A recently withdrawn Niti Aayog paper on US-India agricultural trade had proposed selectively reducing tariffs in ways that would benefit India, including on genetically modified (GM) soyabean and corn. The paper also recommended liberalizing domestic agricultural markets—a central feature of the now-repealed farm laws that faced strong opposition from farmer unions.
Authored by economists Ramesh Chand and Raka Saxena, the paper acknowledged the challenges arising from the reciprocal tariffs announced by the Trump administration in April. Nonetheless, it highlighted potential areas for India to benefit, including through regulatory reforms aimed at improving the acceptance of Indian agricultural exports in the US. The paper was initially published on Niti Aayog’s website on May 30 but was removed within a week.
“The ongoing negotiations between the two countries offer clear scope for reform and mutual benefit,” the authors noted. Chand is a member and Saxena a senior adviser at Niti Aayog, the Indian government’s premier policy think tank.
A key sticking point in bilateral trade talks has been Washington’s insistence that India open its market to US-grown GM soyabean and corn, which are produced in surplus. India, however, prohibits GM food imports and has refrained from approving domestically developed GM crops like mustard.
Despite this, the authors suggested that India could consider reducing tariffs on US GM produce. Noting India’s position as the world’s largest importer of edible oils and the US’s significant soybean export surplus, the paper proposed that India could offer tariff concessions on soybean oil to address trade imbalance concerns, without undermining local production.
The US continues to seek wider access for its agricultural products in India, which currently enjoys a substantial trade surplus in farm goods. According to the paper, India’s total agricultural exports stood at around $5.7 billion over the past three years ending in 2024.
Failure to conclude a trade deal by the July 9 deadline set by President Trump would result in higher US tariffs—potentially rising to 26%—on Indian exports. These tariffs, which are essentially taxes on imports, directly influence trade volumes and competitiveness.
Additionally, the paper suggested that India could consider reducing tariffs on goods that do not threaten domestic producers. US apples, for example, command premium prices in Indian markets due to superior quality, shelf life, and availability in off-seasons. Tariff reductions on such items could be explored, the authors argued.
Despite multiple queries, Niti Aayog’s CEO BVR Subrahmanyam, Vice-Chairman Suman Berry, and Ramesh Chand did not provide any comment regarding the report’s content or its withdrawal. A spokesperson for the think tank stated she was unaware of the matter.
While recognizing the need to protect farm incomes, the paper emphasized the importance of medium-term structural reforms to enhance India’s global agricultural competitiveness. The agriculture sector accounts for nearly 18% of the country’s GDP.

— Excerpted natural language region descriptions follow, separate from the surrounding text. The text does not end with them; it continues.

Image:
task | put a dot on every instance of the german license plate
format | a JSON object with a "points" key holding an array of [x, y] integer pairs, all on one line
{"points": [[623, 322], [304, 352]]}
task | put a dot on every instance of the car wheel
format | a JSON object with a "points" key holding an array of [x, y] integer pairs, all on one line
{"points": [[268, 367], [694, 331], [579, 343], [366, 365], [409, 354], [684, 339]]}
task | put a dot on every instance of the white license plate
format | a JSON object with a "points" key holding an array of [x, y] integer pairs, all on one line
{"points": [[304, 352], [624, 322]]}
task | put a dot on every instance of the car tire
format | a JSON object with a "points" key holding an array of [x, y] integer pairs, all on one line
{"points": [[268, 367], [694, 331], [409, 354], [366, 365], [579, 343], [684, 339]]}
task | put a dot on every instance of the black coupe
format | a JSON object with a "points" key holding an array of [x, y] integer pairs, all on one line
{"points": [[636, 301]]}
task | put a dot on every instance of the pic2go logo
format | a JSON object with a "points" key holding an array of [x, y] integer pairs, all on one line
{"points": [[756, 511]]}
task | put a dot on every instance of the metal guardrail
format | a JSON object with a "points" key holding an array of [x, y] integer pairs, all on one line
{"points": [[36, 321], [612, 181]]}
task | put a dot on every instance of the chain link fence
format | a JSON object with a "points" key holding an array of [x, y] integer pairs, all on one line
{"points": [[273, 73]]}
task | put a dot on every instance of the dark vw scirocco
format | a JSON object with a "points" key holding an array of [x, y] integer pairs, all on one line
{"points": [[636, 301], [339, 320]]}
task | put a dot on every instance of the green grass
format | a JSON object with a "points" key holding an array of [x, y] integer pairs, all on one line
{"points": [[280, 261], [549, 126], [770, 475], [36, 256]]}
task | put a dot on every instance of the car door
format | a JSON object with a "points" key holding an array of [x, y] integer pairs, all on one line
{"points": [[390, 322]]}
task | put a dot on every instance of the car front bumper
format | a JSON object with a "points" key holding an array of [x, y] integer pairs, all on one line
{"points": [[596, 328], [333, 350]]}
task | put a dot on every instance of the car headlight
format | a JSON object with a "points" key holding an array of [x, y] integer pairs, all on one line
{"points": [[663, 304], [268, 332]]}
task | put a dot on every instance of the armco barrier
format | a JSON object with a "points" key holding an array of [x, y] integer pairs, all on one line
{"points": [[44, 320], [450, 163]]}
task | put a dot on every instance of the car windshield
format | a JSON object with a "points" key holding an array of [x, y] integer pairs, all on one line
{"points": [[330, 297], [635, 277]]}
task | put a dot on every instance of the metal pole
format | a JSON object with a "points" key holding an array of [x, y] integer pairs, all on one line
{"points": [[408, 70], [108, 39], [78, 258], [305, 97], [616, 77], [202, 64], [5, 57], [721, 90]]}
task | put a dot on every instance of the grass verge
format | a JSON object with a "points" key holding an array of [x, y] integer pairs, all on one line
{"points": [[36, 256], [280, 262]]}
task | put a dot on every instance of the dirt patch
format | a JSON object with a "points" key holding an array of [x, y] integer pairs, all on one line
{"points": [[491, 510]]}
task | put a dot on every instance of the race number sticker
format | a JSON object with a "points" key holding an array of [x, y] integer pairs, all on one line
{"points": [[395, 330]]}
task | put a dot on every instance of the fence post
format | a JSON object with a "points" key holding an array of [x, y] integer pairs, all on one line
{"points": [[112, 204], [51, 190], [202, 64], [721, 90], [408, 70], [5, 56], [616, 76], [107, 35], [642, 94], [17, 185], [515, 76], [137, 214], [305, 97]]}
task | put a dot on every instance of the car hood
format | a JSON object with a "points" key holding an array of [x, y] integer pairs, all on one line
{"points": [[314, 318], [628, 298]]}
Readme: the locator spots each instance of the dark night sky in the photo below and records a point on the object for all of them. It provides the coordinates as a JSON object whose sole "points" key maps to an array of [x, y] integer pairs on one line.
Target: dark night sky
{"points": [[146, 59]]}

The authors also advocated for reforms in agricultural markets, particularly streamlining laws that regulate the sale and purchase of farm produce—currently governed by state-run Agricultural Produce Market Committees (APMCs). These suggestions echoed the provisions of the three farm laws passed and later repealed by the Modi government in 2021 following mass farmer protests. Farmers feared that deregulation would expose them to exploitation by large agribusinesses.
To promote exports, the paper called for liberalizing APMC regulations, facilitating direct procurement, and supporting agro-processing clusters. While the sensitive dairy sector was largely avoided, the authors noted potential for greater market access, citing the presence of Indian dairy giant Amul in the US market.
Lastly, the paper warned of the declining share of food products in overall India-US trade, especially as India’s food production is projected to rise. This trend, the authors argued, would necessitate increasing the share of domestic agricultural output sold internationally, whether raw or processed.